Other Commissioners have taken a more measured approach.
“We’re really waiting for them (Rays) to signal the way forward,” Hillsborough commissioner Harry Cohen said. “For me, the end of the split season concept has brought us back to square one, so I think anything that exists at this point is very premature.
Tampa City Council President Orlando Gudes, who sits on the board of the Sports Authority, has not seen the scans. But he said the city faces an affordable housing crisis that he believes outweighs any rough contribution.
“The Rays aren’t my biggest problem right now,” Gudes said.
He said he was getting a lot more calls from people facing steep rent increases. He lobbied for the city to introduce rent stabilization measures in response to the crisis.
Two locations in Ybor City have been mentioned as possible stadium sites since the idea of moving the Saint Petersburg team there was first made public in 2018. The projected cost at the time for a stadium full season was $892 million for a site on Adamo Drive. The new studies appear to be based on a site on the northern edge of Ybor City, the former KForce complex on Palm Avenue.
The studies also showed the Rays could be serious about a spring training location in Pasco County.
Publicly, the team has indicated that it plans to play 16 spring training games at the new Ybor baseball stadium, but that plan has changed, according to the Skanska report. The team told city, county and state officials Dec. 17 that Major League Baseball’s spring training games “are no longer scheduled at the venue.”
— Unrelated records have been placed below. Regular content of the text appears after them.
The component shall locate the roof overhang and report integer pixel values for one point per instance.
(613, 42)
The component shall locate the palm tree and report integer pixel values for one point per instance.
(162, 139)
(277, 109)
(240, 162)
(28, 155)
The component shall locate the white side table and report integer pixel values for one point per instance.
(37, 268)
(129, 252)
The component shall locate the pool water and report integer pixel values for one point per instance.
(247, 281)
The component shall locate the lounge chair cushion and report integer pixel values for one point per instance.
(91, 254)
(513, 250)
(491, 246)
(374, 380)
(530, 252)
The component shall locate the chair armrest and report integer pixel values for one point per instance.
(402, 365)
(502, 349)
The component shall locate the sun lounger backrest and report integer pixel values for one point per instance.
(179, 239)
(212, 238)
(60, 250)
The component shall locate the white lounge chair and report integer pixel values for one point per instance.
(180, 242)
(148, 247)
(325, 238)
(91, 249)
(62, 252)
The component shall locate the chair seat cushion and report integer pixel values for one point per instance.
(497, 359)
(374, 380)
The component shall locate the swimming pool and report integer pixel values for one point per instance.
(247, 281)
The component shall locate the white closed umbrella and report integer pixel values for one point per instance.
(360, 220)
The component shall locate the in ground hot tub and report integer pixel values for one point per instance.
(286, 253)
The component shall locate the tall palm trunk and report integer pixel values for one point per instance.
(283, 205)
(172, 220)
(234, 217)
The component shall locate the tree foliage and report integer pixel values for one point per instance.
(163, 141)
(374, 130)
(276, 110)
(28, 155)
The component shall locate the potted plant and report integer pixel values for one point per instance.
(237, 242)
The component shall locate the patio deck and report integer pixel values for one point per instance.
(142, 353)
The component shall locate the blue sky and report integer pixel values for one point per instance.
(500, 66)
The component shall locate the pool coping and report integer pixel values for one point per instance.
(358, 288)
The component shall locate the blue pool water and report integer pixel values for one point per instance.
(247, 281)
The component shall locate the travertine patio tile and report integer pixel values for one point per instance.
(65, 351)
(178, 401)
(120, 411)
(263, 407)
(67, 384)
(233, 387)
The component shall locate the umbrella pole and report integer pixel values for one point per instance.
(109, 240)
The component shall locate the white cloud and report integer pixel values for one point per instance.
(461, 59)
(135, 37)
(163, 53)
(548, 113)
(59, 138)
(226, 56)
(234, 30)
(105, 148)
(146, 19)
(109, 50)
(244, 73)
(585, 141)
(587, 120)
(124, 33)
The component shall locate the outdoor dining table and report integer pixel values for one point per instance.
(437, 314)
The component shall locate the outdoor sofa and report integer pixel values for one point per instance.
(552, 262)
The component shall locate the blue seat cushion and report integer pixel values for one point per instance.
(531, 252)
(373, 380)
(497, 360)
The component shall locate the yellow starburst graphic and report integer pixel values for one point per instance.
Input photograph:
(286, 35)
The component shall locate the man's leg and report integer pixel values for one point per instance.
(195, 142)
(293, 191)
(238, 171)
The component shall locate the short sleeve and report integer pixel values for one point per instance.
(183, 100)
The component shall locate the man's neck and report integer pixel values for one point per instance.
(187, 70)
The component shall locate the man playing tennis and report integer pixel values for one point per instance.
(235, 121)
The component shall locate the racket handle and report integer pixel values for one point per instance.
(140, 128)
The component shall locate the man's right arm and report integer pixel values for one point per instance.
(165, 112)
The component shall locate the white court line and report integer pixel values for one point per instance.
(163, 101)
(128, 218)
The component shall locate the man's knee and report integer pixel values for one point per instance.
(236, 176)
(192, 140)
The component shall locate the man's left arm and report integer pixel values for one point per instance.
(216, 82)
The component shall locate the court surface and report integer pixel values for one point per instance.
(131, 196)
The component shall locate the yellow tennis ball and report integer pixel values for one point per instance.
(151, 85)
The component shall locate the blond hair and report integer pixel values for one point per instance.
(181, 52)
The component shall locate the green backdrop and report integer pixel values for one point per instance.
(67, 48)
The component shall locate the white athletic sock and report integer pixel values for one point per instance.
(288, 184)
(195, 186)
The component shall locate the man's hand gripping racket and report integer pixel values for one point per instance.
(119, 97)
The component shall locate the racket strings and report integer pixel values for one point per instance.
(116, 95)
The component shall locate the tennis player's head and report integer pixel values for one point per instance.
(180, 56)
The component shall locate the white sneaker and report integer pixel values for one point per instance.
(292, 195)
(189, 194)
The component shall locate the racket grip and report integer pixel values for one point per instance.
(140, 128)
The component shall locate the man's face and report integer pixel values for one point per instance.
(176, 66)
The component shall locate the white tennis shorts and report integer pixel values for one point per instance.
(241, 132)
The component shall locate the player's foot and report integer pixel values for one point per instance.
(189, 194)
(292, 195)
“That must mean they’re coming to Pasco County,” Senate Speaker Wilton Simpson, R-Trilby, said Sunday. “At least I hope so.”
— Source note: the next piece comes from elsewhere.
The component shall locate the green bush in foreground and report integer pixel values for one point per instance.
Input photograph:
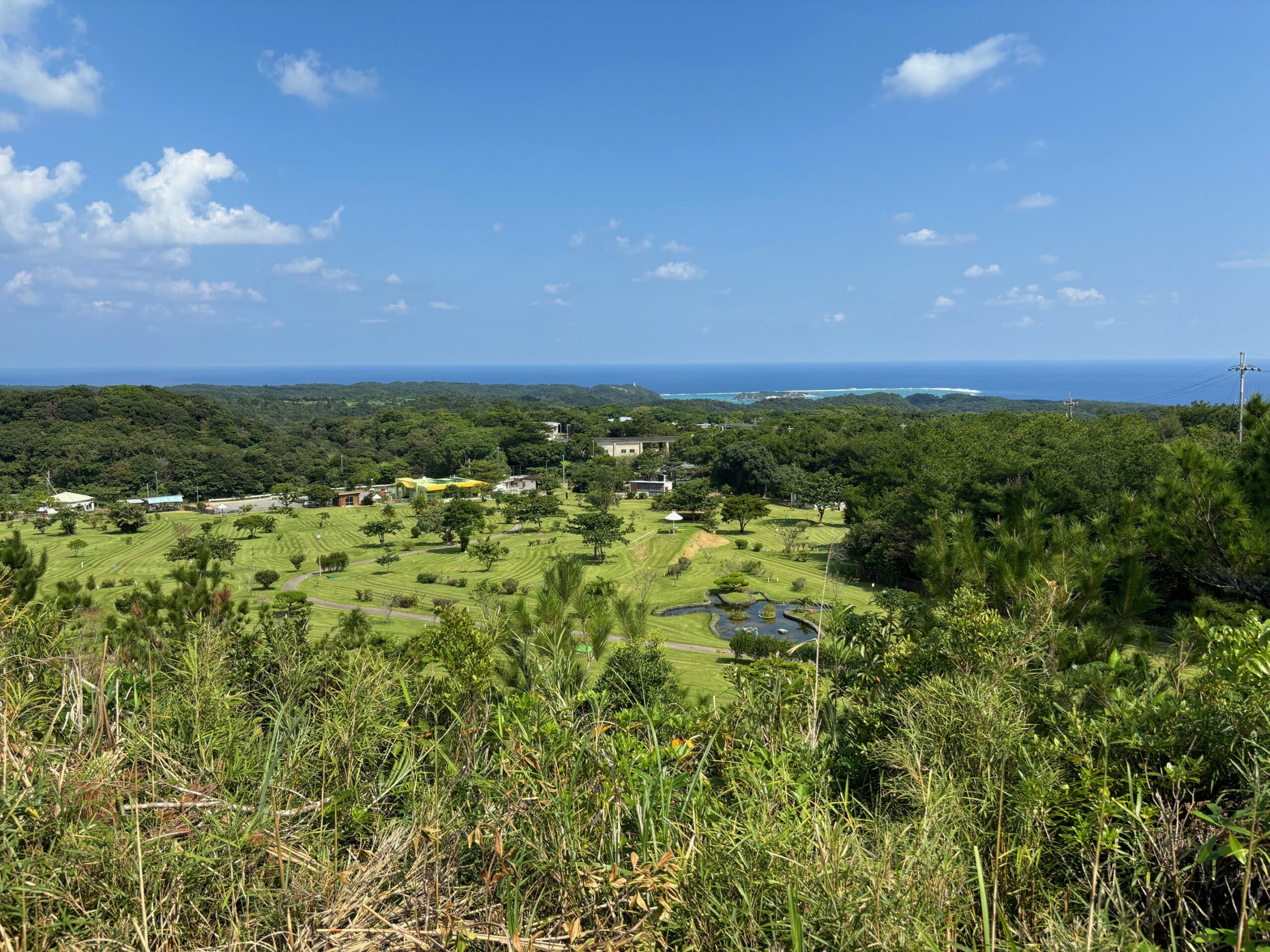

Local and state officials previously said the team is focusing on Pasco County for a spring training site. The favorite for a location sits in 124 acres of public property just north of State Route 54, less than 2.5 miles west of the Suncoast Parkway in Odessa.
There, Pasco County owns 49 acres and Pasco School District owns 75 acres — a former county utility spray field — that is targeted for construction of a future high school.
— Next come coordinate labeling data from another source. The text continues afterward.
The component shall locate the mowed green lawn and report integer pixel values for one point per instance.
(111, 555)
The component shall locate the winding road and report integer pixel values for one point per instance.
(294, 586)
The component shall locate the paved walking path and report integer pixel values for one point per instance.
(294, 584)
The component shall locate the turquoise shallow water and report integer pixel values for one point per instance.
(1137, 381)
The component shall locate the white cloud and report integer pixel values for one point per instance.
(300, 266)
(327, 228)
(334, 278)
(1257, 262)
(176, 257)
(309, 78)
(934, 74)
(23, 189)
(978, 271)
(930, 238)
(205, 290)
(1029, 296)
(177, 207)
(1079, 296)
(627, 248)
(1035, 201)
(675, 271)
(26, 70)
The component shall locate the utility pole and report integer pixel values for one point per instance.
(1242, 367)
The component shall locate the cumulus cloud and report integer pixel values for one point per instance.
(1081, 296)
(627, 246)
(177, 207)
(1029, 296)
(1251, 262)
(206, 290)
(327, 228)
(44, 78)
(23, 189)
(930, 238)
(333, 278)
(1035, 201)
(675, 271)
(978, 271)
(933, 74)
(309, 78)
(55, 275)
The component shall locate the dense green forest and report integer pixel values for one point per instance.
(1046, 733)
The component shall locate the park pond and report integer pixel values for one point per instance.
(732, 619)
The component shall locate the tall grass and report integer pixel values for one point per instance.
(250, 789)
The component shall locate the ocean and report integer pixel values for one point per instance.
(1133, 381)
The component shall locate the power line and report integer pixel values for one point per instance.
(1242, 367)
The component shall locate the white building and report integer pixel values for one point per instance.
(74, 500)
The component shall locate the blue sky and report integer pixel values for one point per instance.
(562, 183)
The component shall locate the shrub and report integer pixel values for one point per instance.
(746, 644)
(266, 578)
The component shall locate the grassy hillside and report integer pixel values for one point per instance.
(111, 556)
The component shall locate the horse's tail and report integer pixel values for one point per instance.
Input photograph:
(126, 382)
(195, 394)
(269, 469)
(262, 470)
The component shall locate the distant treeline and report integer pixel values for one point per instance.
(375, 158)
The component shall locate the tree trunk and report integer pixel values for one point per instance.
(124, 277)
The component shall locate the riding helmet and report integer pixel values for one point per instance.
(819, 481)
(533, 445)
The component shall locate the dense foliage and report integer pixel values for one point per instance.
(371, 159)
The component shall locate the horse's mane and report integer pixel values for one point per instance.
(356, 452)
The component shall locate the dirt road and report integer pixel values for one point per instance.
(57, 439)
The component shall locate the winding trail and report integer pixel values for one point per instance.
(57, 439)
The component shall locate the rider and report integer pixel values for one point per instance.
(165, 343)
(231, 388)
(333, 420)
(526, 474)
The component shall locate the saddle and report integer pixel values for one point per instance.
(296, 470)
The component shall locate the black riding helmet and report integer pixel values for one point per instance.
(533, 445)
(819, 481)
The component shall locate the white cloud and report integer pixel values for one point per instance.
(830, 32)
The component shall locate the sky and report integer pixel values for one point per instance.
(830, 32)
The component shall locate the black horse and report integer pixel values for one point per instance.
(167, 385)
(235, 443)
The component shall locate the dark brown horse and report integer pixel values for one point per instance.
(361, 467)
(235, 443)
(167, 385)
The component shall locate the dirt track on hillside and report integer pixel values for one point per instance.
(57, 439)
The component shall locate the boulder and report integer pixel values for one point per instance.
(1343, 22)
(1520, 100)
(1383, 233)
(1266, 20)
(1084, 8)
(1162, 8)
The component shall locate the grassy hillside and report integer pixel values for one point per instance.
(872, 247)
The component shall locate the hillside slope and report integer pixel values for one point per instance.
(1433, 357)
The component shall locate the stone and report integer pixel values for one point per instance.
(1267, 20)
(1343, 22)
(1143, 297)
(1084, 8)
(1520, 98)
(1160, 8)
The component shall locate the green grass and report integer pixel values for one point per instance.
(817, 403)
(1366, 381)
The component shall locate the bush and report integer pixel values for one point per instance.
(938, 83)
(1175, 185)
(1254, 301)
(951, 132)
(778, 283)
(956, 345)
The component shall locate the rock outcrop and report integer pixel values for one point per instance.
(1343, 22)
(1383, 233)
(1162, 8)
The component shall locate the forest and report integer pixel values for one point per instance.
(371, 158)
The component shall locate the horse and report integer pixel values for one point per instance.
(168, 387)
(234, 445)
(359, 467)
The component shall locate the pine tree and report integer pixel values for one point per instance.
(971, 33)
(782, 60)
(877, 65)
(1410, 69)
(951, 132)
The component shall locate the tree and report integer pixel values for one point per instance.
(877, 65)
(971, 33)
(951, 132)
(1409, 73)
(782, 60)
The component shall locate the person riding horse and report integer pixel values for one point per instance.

The complex would include a stadium with a potential capacity of 10,000 seats for Major League spring training games, regular season minor league games and player development grounds.
Simpson previously said the Pasco legislative delegation would be willing to help with potential state funding for a spring training site depending on the details.
On Jan. 15, Sen. Danny Burgess, R-Zephyrhills, submitted a $35 million appropriation request for a “spring and youth training facility.”
The money would go towards “the planning and construction of a sports training complex and tournaments for young people”.
It would feature several full-size training grounds, including a stadium pitch with lighting and spectator facilities, a team clubhouse and locker rooms, indoor and outdoor training facilities, kitchen and dining facilities. , accommodation for players and associated parking.